The upset victory in Madison broke the Buckeyes’ 19-game winning streak, and at the time, it was the first game in 18 years where the Badgers defeated a top-five opponent.
It was the only catch for Evans on the evening, and Wisconsin gained just 158 yards passing. Sophomore wide receiver Brandon Williams caught five passes for 57 yards, but it was the rushing attack that was potent with 141 yards. Running back Booker Stanley carried the ball 31 times for 125 yards and a touchdown.
Defensively, the Badgers held the defending national champions to 69 yards rushing and forced two turnovers, including one interception by All-American safety—and current defensive backs coach—Jim Leonhard. The other turnover, a fumble recovery on a punt recovered by walk-on long snapper Matt Katula, set up a Mike Allen 38-yard field goal to put UW up 10-3 in the third quarter.
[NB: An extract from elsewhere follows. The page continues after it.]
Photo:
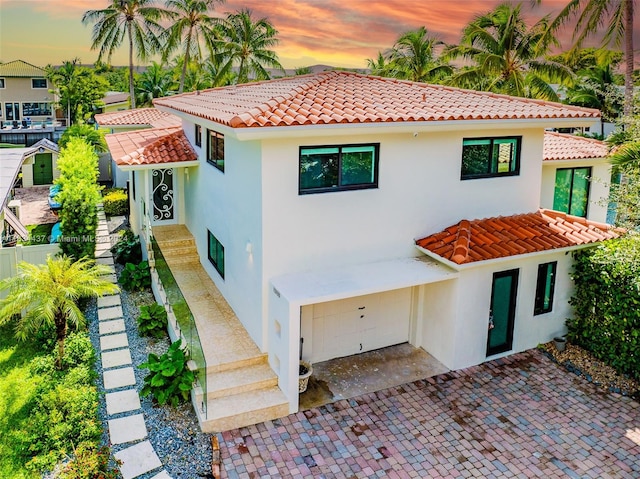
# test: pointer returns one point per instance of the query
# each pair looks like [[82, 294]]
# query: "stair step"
[[243, 409], [239, 380], [237, 363]]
A picture of the fumble recovery, according to Katula, wound up in the national USA Today section. That photo still hangs in his home, and he admitted he has to tell visitors he was a different weight back then.
About 50 seconds before Evans’s big catch, Ohio State quarterback Craig Krenzel found wide receiver Michael Jenkins for a six-yard touchdown to tie the game at 10-10. Then, after Wisconsin got the ball back and Stanley ran for a one-yard gain to set up a 2nd-and-9, Schabert found his open receiver. One of the most memorable touchdowns in Wisconsin history was born.
Former tight end Joel Nellis recalled the team knew it had to play its best game to beat the Buckeyes. Throughout the week, the phrase “I’m in, I’m on” was echoed by the players — so much so, that they wrote the motivational message on rubber bands around their wrists. T-shirts were even ordered and worn on that Saturday.
On that Saturday evening, everything came together for a win that still resounds with fans and players alike.
“I’m very proud and pleased with the victory, proud of my team,” head coach Barry Alvarez said immediately after the game. “I thought it was a team win. All three phases played exceptional. Lots of different people made plays to win that football game. We played against a very, very good football team, a very talented team, a team that knows how to win. To walk off that field and break the nation’s longest winning streak and stay undefeated in the league, it’s one of my most gratifying wins. I’m really I'm really proud of the staff and the players. It was a great win for us and our program.”